El juego de Bernstein se desarrolla a varios niveles. Por un lado, el público presente en la sala contempla a un director que abdica ostentosamente de sus funciones (y aun así todo sigue adelante). Al otro lado están los músicos, que ven cómo Bernstein les dirige con la cara (y a lo mejor alguno tiene que contener la risa). Y también hay un tercer actor, sin el cual el juego perdería parte de su sentido: las cámaras. Bernstein sabe que están ahí y las aprovecha con astucia. El espectador que observa la filmación tiene un punto de vista privilegiado, pues la cara del director está constantemente en primer plano, haciendo posible apreciar en los más mínimos detalles todas sus muecas. La versión se convierte así en un irresistible ejercicio mímico, en donde la cara de Bernstein “representa” paso a paso la música de Haydn. Hay incluso un momento en que el director marca el regreso del tema principal con un ligero movimiento de los labios (2’32”) y parece que esté mandando un besito a la orquesta. Ya sabemos que la de Bernstein con la Filarmónica de Viena fue una historia de amor.

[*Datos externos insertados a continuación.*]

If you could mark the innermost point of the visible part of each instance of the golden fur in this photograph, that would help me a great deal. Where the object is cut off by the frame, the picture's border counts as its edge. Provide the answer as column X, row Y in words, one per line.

Bernstein ha sido uno de los grandes directores haydnianos del siglo XX (sus “Parisinas” con la Filarmónica de Nueva York son antológicas). Hay un punto en donde las trayectorias de ambos músicos convergen: el sentido del humor. Se trata de un humor gustoso y cordial, bien distinto al humor cortante que transmite el Haydn de George Szell. Esto decía Bernstein en uno de los célebres “Conciertos para jóvenes” que ofrecía en televisión: “Cuando hablamos del humor en la música, Haydn es insuperable. Él fue el gran maestro del humor… Las notas pueden hacerte reír, y la forma en que lo hacen es sorprendiéndote. La sorpresa es la una de las principales maneras de hacer que alguien se ría”.
En este final de la Sinfonía nº 88, hay algo de esto, y también más. Bernstein no se limita a traducir admirablemente el humor musical de Haydn, sino que superpone el suyo propio a la partitura, sin invadirla ni deformarla, con efecto multiplicador. Lo cual nos recuerda otra vertiente del director norteamericano: su irresistible presencia en el podio. Según cuenta John Mauceri, cada vez que se veía en vídeo Bernstein deploraba su forma de estar y actuar en el podio, pero luego reconocía que sólo de esa manera conseguía “crear el sonido que quería escuchar”. Quizá el secreto esté ahí: cierto Haydn hay que dirigirlo… con la cara.